Data Models

Pydantic data models used throughout IntelliScraper.

Pydantic data models for IntelliScraper.

Defines the core data structures used throughout the library:

  • RequestEvent / SessionStats — time-series request tracking.

  • Session — browser session with cookies, storage, and fingerprint.

  • Proxy — proxy server configuration.

  • ScrapeRequest — input parameters for a scrape operation.

  • ScrapeResponse — output of a scrape operation with enriched metadata.

class intelliscraper.common.models.RequestEvent(*, sent_at, request_status)[source]

Bases: BaseModel

A single scraping request event in time-series format.

Each event captures when a request was made and its outcome, enabling audit trails and performance analysis.

Parameters:
sent_at

Unix timestamp when this request was sent.

Type:

float

request_status

Outcome status of the scraping request.

Type:

intelliscraper.enums.ScrapStatus

sent_at: float
request_status: ScrapStatus
model_config = {}

Configuration for the model, should be a dictionary conforming to [ConfigDict][pydantic.config.ConfigDict].

class intelliscraper.common.models.SessionStats(*, request_events=<factory>)[source]

Bases: BaseModel

Thread-safe statistics collector for scraping sessions.

Maintains a time-series log of all request events and provides computed statistics about success rates, failures, and performance.

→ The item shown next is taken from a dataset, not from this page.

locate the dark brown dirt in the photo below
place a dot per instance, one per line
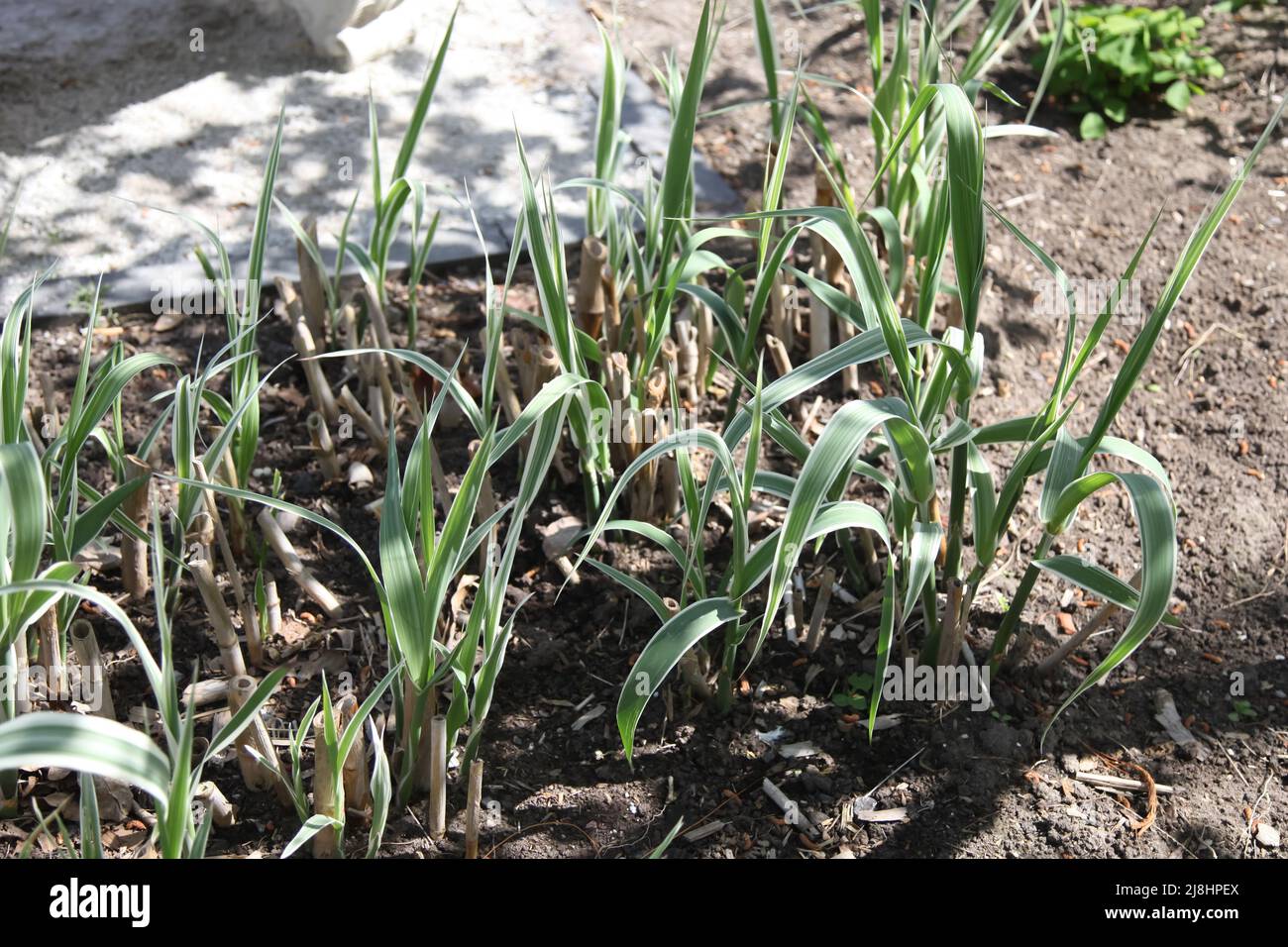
(1212, 408)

All operations are thread-safe via an internal Lock.

Parameters:

request_events (list[RequestEvent])

request_events

Chronological list of all request events.

Type:

list[intelliscraper.common.models.RequestEvent]

model_config = {'arbitrary_types_allowed': True}

Configuration for the model, should be a dictionary conforming to [ConfigDict][pydantic.config.ConfigDict].

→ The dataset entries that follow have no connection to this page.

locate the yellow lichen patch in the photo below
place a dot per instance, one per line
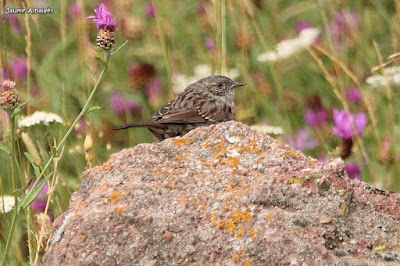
(248, 263)
(253, 234)
(292, 154)
(241, 217)
(120, 210)
(379, 248)
(182, 141)
(239, 256)
(116, 196)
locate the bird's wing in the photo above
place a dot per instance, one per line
(196, 108)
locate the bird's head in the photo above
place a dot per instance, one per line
(221, 86)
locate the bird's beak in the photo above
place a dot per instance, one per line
(237, 84)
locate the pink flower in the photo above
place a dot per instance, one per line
(18, 68)
(302, 141)
(344, 124)
(103, 19)
(316, 118)
(14, 23)
(150, 10)
(120, 105)
(75, 10)
(353, 95)
(39, 204)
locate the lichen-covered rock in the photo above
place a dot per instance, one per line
(225, 195)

request_events: list[RequestEvent]
add_request_event(request_event)[source]

Add a request event to the log in a thread-safe manner.

Parameters:

request_event (RequestEvent) – The RequestEvent to record.

Return type:

None

property stats: dict[str, int]

Get a breakdown of all request statuses.

Returns:

Dictionary mapping status names to counts, e.g.:

{"success": 42, "partial_success": 3, "failed": 1, ...}

model_post_init(context, /)

This function is meant to behave like a BaseModel method to initialize private attributes.

It takes context as an argument since that’s what pydantic-core passes when calling it.

Parameters:
  • self (BaseModel) – The BaseModel instance.

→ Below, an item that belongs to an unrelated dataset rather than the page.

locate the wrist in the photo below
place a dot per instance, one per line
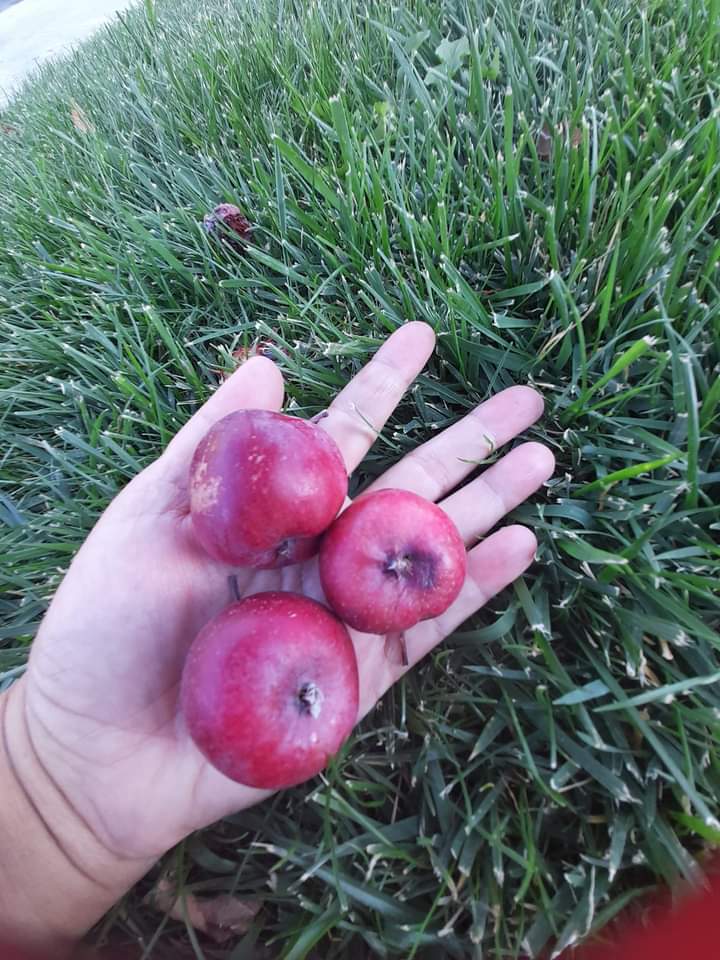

  • context (Any) – The context.

Return type:

None

class intelliscraper.common.models.Session(*, site, base_url, cookies=<factory>, localStorage=None, sessionStorage=None, fingerprint=None, stats=<factory>)[source]

Bases: BaseModel

Browser session data for authenticated scraping.

Captures all state needed to resume an authenticated browser session: cookies, localStorage, sessionStorage, and a browser fingerprint for anti-detection.

Parameters:
site

Identifier for the target site (e.g. "linkedin").

Type:

str

base_url

The base URL used for scraping.

Type:

str

cookies

List of cookie dicts captured from the session.

Type:

list[dict]

localStorage

Key-value pairs from the browser’s localStorage.

Type:

dict | None

sessionStorage

Key-value pairs from the browser’s sessionStorage.

Type:

dict | None

fingerprint

Browser fingerprint data for anti-detection.

Type:

dict | None

stats

Time-series event log and computed statistics.

Type:

intelliscraper.common.models.SessionStats

site: str
base_url: str
cookies: list[dict]
localStorage: dict | None
sessionStorage: dict | None
fingerprint: dict | None
stats: SessionStats
model_config = {}

Configuration for the model, should be a dictionary conforming to [ConfigDict][pydantic.config.ConfigDict].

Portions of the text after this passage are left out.